Na terça-feira (16), o prefeito Ulisses Maia determinou o adiamento do retorno das aulas presenciais na rede municipal de ensino. O início do ano letivo foi adiado para 1° de março, em virtude da situação epidemiológica.
No decreto publicado nesta quarta-feira, além de pontuar a nova data do retorno das aulas, passa a ser proibida da utilização de churrasqueiras e salão de festas em condomínios residenciais, clubes sociais e associações recreativas.
O documento prorroga a validade do toque de recolher, que é das 23h às 5h do dia seguinte, e estabelece multa em caso de descumprimento.
Quem não respeitar a medida será multado em R$ 200, além de responder criminalmente pelo crime de perigo de contágio de moléstia grave e por infringir medida sanitária preventiva.
Além do toque de recolher, está proibida a realização de qualquer tipo de evento, festas, celebrações ou churrascos com mais de 25 pessoas, não entra na conta crianças que tenham até 12 anos.

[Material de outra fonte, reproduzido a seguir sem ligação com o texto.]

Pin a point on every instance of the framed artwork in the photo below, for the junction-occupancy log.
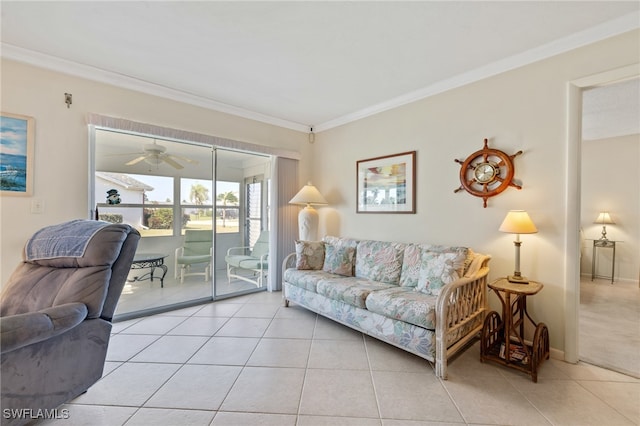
(387, 184)
(16, 154)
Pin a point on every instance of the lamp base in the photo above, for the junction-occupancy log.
(518, 279)
(308, 224)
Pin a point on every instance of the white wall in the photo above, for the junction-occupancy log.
(524, 109)
(61, 142)
(611, 182)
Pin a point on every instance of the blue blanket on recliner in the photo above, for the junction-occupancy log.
(68, 239)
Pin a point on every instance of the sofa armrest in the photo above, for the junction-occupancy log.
(289, 262)
(460, 311)
(236, 250)
(20, 330)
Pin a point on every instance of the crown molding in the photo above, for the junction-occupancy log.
(87, 72)
(597, 33)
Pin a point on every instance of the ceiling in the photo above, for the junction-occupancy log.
(301, 64)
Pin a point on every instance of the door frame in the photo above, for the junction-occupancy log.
(572, 219)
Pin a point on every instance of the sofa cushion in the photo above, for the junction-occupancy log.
(353, 291)
(307, 279)
(309, 254)
(412, 261)
(379, 261)
(338, 259)
(339, 241)
(439, 269)
(404, 304)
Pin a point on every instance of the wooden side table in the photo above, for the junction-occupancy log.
(607, 244)
(502, 339)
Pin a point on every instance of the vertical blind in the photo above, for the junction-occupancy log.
(284, 219)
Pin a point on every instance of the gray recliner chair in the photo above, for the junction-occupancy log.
(56, 311)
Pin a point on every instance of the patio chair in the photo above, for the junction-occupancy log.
(251, 267)
(56, 311)
(197, 249)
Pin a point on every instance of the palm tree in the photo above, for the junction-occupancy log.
(199, 195)
(226, 197)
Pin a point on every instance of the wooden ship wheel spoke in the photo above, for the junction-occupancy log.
(487, 172)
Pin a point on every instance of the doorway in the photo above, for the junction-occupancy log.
(585, 318)
(182, 197)
(610, 223)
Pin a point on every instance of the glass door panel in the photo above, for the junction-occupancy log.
(240, 206)
(164, 189)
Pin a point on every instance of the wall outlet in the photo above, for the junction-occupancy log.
(37, 206)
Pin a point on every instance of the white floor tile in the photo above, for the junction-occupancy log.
(170, 416)
(339, 354)
(413, 396)
(299, 328)
(158, 324)
(123, 347)
(565, 402)
(266, 390)
(251, 361)
(225, 351)
(91, 415)
(199, 326)
(244, 327)
(347, 393)
(281, 353)
(253, 419)
(199, 387)
(129, 385)
(171, 349)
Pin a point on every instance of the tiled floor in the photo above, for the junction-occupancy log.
(610, 324)
(250, 361)
(146, 294)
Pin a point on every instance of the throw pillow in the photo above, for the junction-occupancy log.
(438, 270)
(339, 260)
(309, 255)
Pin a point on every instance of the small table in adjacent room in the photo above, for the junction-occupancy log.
(502, 340)
(152, 261)
(606, 244)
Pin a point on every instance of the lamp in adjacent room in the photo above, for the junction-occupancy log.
(308, 196)
(518, 222)
(604, 219)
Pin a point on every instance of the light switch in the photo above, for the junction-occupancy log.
(37, 206)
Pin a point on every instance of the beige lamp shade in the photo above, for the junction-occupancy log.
(308, 195)
(308, 217)
(604, 218)
(518, 222)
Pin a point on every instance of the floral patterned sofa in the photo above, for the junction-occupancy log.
(427, 299)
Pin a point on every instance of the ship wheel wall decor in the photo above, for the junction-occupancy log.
(487, 172)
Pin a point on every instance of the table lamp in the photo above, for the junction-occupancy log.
(308, 217)
(604, 219)
(518, 222)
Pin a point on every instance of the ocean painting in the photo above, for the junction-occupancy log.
(16, 146)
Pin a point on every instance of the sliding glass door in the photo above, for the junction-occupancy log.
(191, 203)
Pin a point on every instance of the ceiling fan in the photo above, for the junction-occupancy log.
(155, 154)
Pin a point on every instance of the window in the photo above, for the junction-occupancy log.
(146, 201)
(227, 207)
(196, 204)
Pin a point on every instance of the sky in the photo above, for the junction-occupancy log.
(163, 188)
(13, 136)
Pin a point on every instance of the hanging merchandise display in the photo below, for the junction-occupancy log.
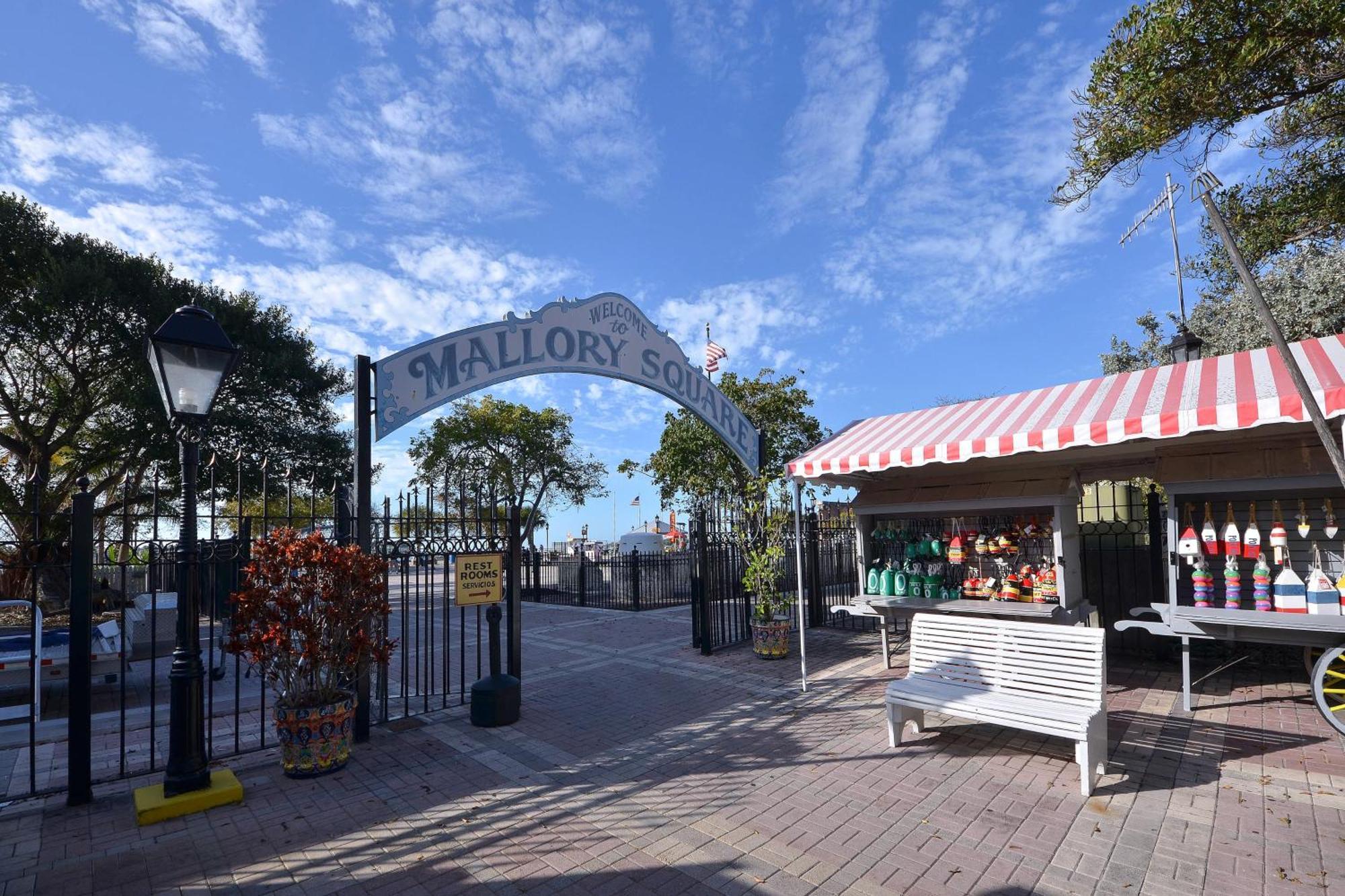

Também está proibido a utilização ou locação de chácaras ou espaço de eventos para qualquer tipo de festa ou evento com mais de 25 pessoas.
Em caso de descumprimento, os responsáveis responderão nas esferas civil, administrativa e penal, e também poderão receber multas de R$ 1.500, se for pessoa física, e de R$ 10 mil se o infrator for pessoa jurídica.
Se houver reincidência, as multas serão cobradas em dobro.
Conforme o decreto, festas de casamento marcadas até 27 de novembro de 2020 poderão ser feitas com a presença de até 150 pessoas. As cerimônias devem ser encerradas até 22h30.
CASOS
Boletim da Secretaria Municipal de Saúde de Maringá de terça-feira (16) indicou que 28.643 moradores foram contaminados pela Covid-19, sendo que 396 não resistiram e morreram por complicações da doença.